Gilpin is a relatively small neighborhood in the city of Richmond, which
was heavily redeveloped to accommodate public housing. While this plot
aligns with predictions made of “The Fan” having the highest violent
crime, proportionate to its population, this visualization suggests that
additional considerations need to be factored in to try and explain the
rise of specifically violent crime in the areas displayed.
# Plot 3
crime23 %>%
# a pivot_longer solution was the perfect tool for display crime_types in a longer style
pivot_longer(cols = homicide:veh_theft, names_to = "crime_type", values_to = "crime_count") %>%
# crime_type was chosen to be used as the color gradient
ggplot(aes(x = crime_type, y = crime_count, color = crime_type)) +
geom_jitter() + # a jitter plot was chosen to display the points as it added enough "noise" to be more visualy interesting than a traditional point graph
theme_light() +
labs(title = "Count by crime type for the city of Richmond, 2023",
caption = "Source Data: https://apps.richmondgov.com/applications/CrimeInfo",
x = " Crime Type",
y = "Crime Count")
As seen in plot 3 the crime with the highest reported occurrences was
theft.
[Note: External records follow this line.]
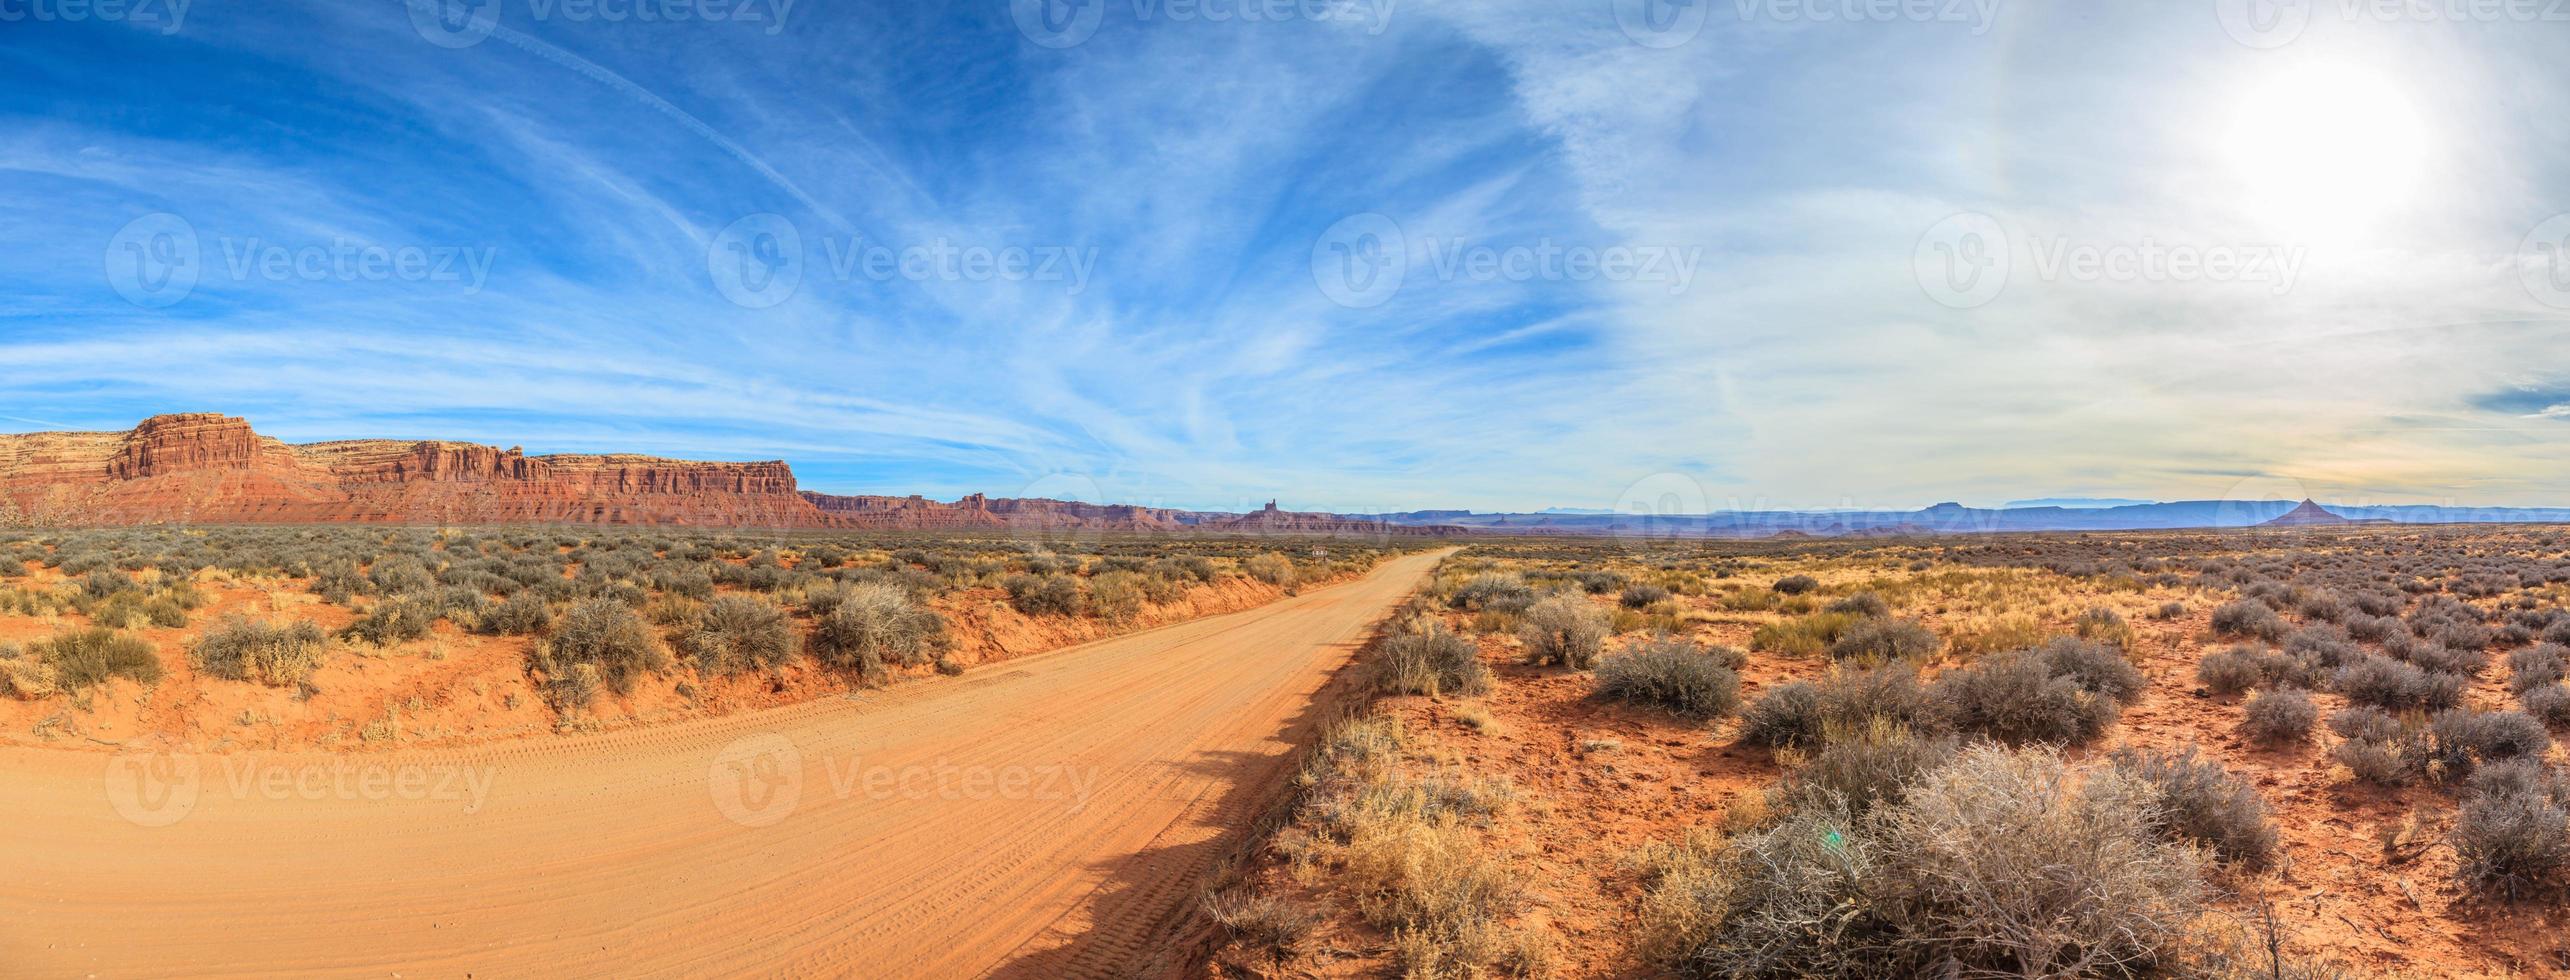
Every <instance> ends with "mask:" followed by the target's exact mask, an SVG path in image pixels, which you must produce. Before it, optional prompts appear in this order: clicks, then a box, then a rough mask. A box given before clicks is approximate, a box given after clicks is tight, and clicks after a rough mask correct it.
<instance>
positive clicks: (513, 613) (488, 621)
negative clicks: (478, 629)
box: [481, 589, 553, 635]
mask: <svg viewBox="0 0 2570 980" xmlns="http://www.w3.org/2000/svg"><path fill="white" fill-rule="evenodd" d="M547 628H553V604H547V602H545V597H542V594H537V592H535V589H519V592H511V594H509V599H501V602H499V604H493V607H491V610H488V612H483V617H481V633H491V635H537V633H545V630H547Z"/></svg>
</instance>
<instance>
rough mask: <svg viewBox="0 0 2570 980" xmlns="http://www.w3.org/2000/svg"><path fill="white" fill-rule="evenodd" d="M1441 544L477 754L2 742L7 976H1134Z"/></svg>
mask: <svg viewBox="0 0 2570 980" xmlns="http://www.w3.org/2000/svg"><path fill="white" fill-rule="evenodd" d="M1437 558H1439V556H1434V553H1429V556H1403V558H1393V561H1385V563H1383V566H1380V568H1375V571H1372V574H1367V576H1362V579H1357V581H1347V584H1339V586H1326V589H1313V592H1306V594H1300V597H1290V599H1280V602H1272V604H1267V607H1259V610H1246V612H1234V615H1221V617H1205V620H1192V622H1180V625H1169V628H1159V630H1149V633H1136V635H1123V638H1115V640H1103V643H1090V646H1079V648H1067V651H1059V653H1046V656H1036V658H1020V661H1005V664H992V666H987V669H977V671H971V674H966V676H956V679H935V682H915V684H902V687H897V689H889V692H874V694H864V697H840V700H825V702H812V705H797V707H781V710H771V712H753V715H732V718H714V720H702V723H684V725H668V728H645V730H630V733H612V736H583V738H545V741H522V743H496V746H481V749H457V751H434V754H429V751H416V754H403V751H385V754H337V756H332V754H267V756H260V754H249V756H190V754H157V756H146V754H139V751H126V754H111V751H105V749H100V751H57V749H0V833H5V836H0V975H103V977H129V975H193V977H195V975H375V977H388V975H403V977H463V975H475V977H519V975H869V977H899V975H974V972H1000V975H1028V977H1038V975H1041V977H1059V975H1131V972H1141V970H1151V967H1164V962H1162V957H1167V954H1172V949H1169V944H1167V926H1169V923H1172V921H1174V916H1177V913H1180V911H1185V905H1187V903H1192V900H1195V880H1198V877H1200V875H1203V872H1205V869H1208V867H1210V862H1213V859H1216V857H1218V854H1221V851H1223V849H1228V846H1231V844H1234V841H1239V836H1241V833H1246V823H1249V821H1252V818H1254V815H1257V808H1259V805H1262V803H1264V800H1270V792H1272V787H1275V785H1277V782H1280V779H1282V777H1285V774H1288V767H1290V764H1293V741H1295V738H1303V736H1306V733H1308V730H1311V725H1313V723H1316V718H1313V715H1316V710H1313V694H1316V692H1318V689H1321V684H1324V682H1326V679H1329V676H1331V671H1334V669H1339V666H1342V664H1347V658H1349V656H1352V653H1354V648H1357V643H1362V638H1365V633H1367V630H1370V625H1372V622H1378V620H1380V617H1383V615H1385V612H1390V610H1393V604H1398V602H1401V597H1406V594H1408V592H1411V589H1413V586H1416V584H1419V581H1421V576H1424V574H1426V571H1429V568H1431V566H1434V563H1437Z"/></svg>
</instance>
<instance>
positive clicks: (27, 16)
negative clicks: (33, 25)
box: [0, 0, 195, 36]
Assault, vehicle theft, and vice followed in frequency. These
figures display trends that paint a story of the crime ecosystem in
Richmond City. Inflation and gentrification has dramatically raised the
cost of living in the city over the past five years. Mounting financial
pressures could explain the high trends of theft. Large educational
institutions in the city also attract a high population of young adults,
Richmond has a higher than average population of individuals under the
age of 25. Young populations tend to display more disregard for petty
crime like theft.
This information and data visualizations do not paint a complete picture of the crime ecosystem experienced by the city of Richmond. They do start to create an image of the typical crimes the city faces and the areas that are most impacted. Next steps to explore the crime trends of Richmond include obtaining historic crime data, understanding multi-year trends will highlight the potential impacts of demographic and socioeconomic changes. Additionally, obtaining spatial data to map out the crime impacts will provide an insightful perspective in the scope of crime in the city.